Because I have seen many of the attractions and locations so many times that I’ve lost count, I find myself drawn in to observing the people who surround me at each place. People-watching can be a fun hobby in any situation, but I’ve noticed a common trait among visitors to one site that is most fascinating.
Many people from all over the country include Arlington National Cemetery as part of their plans, specifically to observe the changing of the guard at the Tomb of the Unknown Soldier. It is a solemn ritual that brings crowds throughout the day. If you are not familiar with it, the Tomb recognizes the sacrifice of all American soldiers, airmen, marines, and sailors who lost their lives without being identified. The Tomb is guarded twenty-four hours a day, 365 days a year by a lone member of the US Army’s Third Infantry Regiment. This solitary guard famously paces 21 steps back and forth across a rubber mat in a robotic dance of vigilance. A small number of people are almost always there watching this ritual.
But once an hour, or more often at certain times of the year, the silent process is interrupted by a perfectly orchestrated procedure in which the ranking officer directs the on-duty guard to handoff his duties to the next one.

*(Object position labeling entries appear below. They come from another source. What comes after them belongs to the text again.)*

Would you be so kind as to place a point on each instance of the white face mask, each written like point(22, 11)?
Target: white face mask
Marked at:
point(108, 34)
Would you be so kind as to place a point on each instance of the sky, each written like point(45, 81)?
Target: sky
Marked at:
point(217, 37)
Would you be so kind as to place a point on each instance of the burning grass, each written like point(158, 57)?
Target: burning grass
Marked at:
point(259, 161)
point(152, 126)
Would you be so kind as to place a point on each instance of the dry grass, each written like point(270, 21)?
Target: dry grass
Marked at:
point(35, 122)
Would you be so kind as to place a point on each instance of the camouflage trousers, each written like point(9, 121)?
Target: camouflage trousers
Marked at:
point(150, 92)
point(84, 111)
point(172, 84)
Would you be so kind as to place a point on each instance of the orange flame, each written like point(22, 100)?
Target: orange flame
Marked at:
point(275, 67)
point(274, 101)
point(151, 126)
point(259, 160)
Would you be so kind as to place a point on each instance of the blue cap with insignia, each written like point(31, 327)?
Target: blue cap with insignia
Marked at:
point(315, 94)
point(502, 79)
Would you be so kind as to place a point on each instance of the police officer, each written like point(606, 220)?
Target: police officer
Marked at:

It is a simple, yet captivating, process.
And, that is what I find so curious. Why are we are drawn so strongly to witness this ritual? What is it about another person’s extreme level of dedication and commitment that interests us?
I have a theory. I think that it’s a combination of admiration for those who commit to something that we choose not and a simultaneous desire to replicate it that drive us to watch. We want to render a similar level of persistence and sacrifice, but many adults realize that we can not. As a result, we are mesmerized by the simple spectacle of watching others do what we are unable or unwilling to do.
What application do think that this phenomenon has for education? Can we engage our students with impressive feats of dedication? Maybe not. Can we pull them in with opportunities to serve their community and become “tomb guards” in other ways? I think so.
The challenge is not to motivate our students to provide dedicated service to their community. The challenge is to find ways to pass along the orders and give them a shift at the tomb.
What do you think will be the twenty-one paces for your students?